Vector construction and generation of transgenic rice plants

Full-length cDNAs of Pi5-1 and Pi5-2, and Pii-1 and Pii-2 were isolated by RT-PCR from leaves of RIL260 carrying Pi5 and Fujisaka5 carrying Pii, respectively. The cDNAs subcloned into pJET1.2 (Thermo Scientific, USA) were transferred to the plant overexpression vectors pPZP2Ha3 (Fuse et al., 2001), pGWB514 and pGWB518 (Nakagawa et al., 2007), and a modified pCAMBIA3301 under the control of CaMV35S promoter (35S).

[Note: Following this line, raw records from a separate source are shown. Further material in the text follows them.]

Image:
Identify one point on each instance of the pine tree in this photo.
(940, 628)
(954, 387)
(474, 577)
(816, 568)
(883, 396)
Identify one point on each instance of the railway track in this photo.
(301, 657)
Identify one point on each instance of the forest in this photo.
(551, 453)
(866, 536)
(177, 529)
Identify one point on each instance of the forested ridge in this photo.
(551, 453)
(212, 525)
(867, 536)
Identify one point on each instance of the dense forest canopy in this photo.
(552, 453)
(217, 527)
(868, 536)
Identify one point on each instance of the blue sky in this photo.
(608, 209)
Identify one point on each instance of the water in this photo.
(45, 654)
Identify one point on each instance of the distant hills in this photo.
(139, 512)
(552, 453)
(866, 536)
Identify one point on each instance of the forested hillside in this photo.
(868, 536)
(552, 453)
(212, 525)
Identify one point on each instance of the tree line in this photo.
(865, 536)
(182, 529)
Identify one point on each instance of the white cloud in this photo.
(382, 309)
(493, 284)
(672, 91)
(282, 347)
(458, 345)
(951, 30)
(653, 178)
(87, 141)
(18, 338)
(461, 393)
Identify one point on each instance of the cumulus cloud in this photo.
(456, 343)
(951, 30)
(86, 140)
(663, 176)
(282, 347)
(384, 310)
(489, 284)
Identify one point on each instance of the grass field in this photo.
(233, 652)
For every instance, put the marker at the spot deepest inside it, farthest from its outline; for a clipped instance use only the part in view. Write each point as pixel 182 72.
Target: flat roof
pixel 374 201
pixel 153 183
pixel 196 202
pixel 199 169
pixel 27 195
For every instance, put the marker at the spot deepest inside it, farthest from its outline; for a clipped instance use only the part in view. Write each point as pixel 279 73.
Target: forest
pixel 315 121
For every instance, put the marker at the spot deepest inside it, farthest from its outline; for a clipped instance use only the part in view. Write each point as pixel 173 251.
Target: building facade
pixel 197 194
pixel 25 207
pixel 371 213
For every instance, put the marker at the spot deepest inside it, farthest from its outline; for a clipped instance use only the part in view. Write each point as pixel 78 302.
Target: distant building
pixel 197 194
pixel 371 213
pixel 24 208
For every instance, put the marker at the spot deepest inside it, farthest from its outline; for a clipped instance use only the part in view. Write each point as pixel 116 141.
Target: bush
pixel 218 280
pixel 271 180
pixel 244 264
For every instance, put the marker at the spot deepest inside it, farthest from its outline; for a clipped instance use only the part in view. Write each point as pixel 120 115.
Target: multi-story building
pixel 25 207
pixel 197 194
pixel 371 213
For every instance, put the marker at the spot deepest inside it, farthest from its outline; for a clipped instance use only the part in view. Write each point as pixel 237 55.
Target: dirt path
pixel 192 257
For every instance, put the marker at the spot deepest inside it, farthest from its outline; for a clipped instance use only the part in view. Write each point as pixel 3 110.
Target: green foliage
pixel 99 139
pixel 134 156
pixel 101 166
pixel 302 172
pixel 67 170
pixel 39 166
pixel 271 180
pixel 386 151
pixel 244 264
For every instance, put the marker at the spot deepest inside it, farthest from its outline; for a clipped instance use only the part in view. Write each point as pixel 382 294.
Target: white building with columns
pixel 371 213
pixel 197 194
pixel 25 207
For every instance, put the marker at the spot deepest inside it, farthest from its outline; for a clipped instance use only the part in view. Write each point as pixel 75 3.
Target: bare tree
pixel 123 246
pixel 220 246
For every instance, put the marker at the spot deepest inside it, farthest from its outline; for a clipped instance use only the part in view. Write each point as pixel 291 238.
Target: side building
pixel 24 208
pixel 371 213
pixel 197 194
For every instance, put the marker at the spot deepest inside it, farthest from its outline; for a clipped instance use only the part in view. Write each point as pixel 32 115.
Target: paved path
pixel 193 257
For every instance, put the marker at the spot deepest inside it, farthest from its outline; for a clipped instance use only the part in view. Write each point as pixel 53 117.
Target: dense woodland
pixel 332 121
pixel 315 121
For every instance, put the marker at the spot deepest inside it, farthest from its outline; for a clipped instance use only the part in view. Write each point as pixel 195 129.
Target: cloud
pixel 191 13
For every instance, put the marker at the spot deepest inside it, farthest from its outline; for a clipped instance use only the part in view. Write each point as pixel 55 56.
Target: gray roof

To construct the RNAi vectors, unique sequences of Pi5-1 and Pi5-2 were amplified by PCR with gene-specific primers (Supplementary Table S1) and inserted into the pANDA vector with the antisense sequence upstream of the sense one as described (Miki and Shimamoto, 2004). To create OsExo70F3 mutants, a designed guide RNA (5′-TCCCATCACCCCGCACAGCC-3′) was cloned into an entry vector, pOs-sgRNA. The resulting sgRNA expression cassette was transferred into pH-Ubi-cas9-7 to construct the Exo70F3 CRISPR/Cas9 vector (Miao et al., 2013).

To produce transgenic rice plants, the Agrobacterium tumefaciens LBA4404 strains harboring the constructed vectors were grown for three days at 28°C, and transgenic calli were obtained via the Agrobacterium-mediated co-cultivation method as described previously (Jeon et al., 2000). Pi5-1, Pi5-2 and Pii-1 cDNA constructs were introduced to a susceptible cultivar Dongjin using hygromycin selection. Pii-2 and Pii-2Δ cDNA constructs were introduced into Pii-1 cDNA transgenic rice using phosphinothricin selection as a second selectable marker. The Exo70F3 CRISPR/Cas9 construct was transformed to transgenic Dongjin plants coexpressing Pi5-1 and Pi5-2 genomic DNAs using phosphinothricin selection (Lee et al., 2009). Transgenic rice plants were selected on a medium containing 50 mg•L−1 hygromycin or 10 mg•L−1 phosphinothricin and 250 mg•L−1 cefotaxime.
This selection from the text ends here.